Growing up in between New York City and Atlanta, the Guyanese-born Porter studied English and history at Rutgers University, and later attended graduate school to study media. When Porter decided to descend into the world of fashion she was in shock to learn some truths of fashion-industry practices.
“I took a fashion design class at the Fashion Institute of Technology and my first class — I liked it,” said Porter. “Then I took a second class and the teachers talked about going to China to get clothing made, and I thought a lot about human rights abuse.”
The eye-opening experience gave Porter second thoughts about fashion, and introduced her to the world of eco-friendly fashion.
“After that class I realized I did not want to be involved in this,” said Porter. “It upset me greatly when I learned about sweatshops. That was something that struck a chord with me.”

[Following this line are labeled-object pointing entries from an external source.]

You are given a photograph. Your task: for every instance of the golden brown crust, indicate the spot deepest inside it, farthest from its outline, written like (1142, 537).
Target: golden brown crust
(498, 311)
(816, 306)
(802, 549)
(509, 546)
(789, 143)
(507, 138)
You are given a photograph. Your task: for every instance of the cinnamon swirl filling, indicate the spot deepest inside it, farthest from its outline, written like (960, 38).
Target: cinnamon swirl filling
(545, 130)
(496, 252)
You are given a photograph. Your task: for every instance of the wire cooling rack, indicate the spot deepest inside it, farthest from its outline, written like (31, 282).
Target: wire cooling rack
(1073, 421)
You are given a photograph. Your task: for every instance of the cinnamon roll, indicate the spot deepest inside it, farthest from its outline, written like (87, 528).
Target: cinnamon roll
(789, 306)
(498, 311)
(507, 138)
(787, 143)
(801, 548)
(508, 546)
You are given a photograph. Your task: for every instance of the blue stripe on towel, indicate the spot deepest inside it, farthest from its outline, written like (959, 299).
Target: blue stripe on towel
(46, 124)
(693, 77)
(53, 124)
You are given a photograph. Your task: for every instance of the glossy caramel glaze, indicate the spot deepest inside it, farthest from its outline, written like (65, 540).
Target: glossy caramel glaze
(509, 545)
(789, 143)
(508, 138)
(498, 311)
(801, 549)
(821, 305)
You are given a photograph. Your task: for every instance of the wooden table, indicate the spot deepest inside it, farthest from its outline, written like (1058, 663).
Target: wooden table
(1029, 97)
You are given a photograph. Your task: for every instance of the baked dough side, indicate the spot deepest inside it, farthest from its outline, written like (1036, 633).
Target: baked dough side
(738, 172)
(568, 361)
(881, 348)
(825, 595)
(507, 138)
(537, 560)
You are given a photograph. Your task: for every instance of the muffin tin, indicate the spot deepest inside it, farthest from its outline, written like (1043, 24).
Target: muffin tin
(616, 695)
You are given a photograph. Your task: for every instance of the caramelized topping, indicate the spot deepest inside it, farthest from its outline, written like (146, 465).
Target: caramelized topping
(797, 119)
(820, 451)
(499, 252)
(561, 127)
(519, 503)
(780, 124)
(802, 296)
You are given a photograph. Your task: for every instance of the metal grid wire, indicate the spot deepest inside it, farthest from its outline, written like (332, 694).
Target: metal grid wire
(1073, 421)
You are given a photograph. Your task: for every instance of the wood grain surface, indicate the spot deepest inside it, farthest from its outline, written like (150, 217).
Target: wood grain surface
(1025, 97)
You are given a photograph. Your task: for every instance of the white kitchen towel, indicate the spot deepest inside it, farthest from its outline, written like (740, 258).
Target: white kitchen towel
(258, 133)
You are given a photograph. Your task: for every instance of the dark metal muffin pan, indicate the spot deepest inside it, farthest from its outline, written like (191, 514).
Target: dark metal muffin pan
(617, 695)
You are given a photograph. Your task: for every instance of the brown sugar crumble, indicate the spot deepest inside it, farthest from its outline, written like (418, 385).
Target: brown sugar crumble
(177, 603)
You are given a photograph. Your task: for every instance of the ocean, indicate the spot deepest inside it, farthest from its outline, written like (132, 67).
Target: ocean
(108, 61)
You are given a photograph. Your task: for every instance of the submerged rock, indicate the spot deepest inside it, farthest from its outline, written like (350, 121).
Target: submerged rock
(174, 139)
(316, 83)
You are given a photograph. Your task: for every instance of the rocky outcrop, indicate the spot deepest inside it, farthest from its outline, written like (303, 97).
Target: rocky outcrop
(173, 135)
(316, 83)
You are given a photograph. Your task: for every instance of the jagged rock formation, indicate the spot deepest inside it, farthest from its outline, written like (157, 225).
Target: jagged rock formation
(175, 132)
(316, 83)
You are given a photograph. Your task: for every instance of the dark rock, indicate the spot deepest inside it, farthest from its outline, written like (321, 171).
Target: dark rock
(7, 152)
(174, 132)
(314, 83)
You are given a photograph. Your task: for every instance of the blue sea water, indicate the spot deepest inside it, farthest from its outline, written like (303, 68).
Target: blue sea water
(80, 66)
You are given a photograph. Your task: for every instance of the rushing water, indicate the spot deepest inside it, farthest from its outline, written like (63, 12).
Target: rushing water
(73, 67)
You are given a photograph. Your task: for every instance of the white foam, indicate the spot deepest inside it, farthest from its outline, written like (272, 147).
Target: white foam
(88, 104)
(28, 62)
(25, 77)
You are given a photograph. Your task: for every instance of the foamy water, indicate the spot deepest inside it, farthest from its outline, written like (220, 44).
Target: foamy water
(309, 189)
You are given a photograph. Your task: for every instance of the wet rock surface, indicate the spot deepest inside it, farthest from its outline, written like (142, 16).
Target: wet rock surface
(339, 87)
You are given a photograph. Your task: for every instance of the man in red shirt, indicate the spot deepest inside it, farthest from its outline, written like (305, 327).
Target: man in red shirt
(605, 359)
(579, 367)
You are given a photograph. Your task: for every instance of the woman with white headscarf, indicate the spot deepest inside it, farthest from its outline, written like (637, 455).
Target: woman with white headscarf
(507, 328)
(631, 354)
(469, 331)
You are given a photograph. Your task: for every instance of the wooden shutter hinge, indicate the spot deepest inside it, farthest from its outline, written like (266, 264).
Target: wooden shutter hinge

Despite her lack of formal training in fashion, she taught herself designing. Equipped with a love for drawing and doodling, she became curious about seeing her artwork on home items — such as pillows.
“I did my research. I would see things on greeting cards, home decors, and wonder ‘how does that happen, how do you get artwork on clothes,” said Porter. “So I went through conferences to learn about ethical fashion and print design.”
As a fashion enthusiast, Porter says the safety of the workers who work in factories producing the clothing are just as important in fashion, explaining that this initiative she takes will benefit the fashion industry if more designers considered the material used to make the clothes and the damage chemicals from it can cause.
Now only a year since she began focusing on fashion, Porter works in technology. She hopes the opportunity to display her designs at more pop-up shops grows so she can pursue it as a career.
“I had to learn this all while working full time. Hopefully, not too much longer, I’ll be able to generate a complete income,” said Porter. “Coming from a Caribbean background, we are expected to be doctors or lawyers. There are many Caribbean adults who don’t want to pursue an artistic career — and there definitely needs to be more of us.”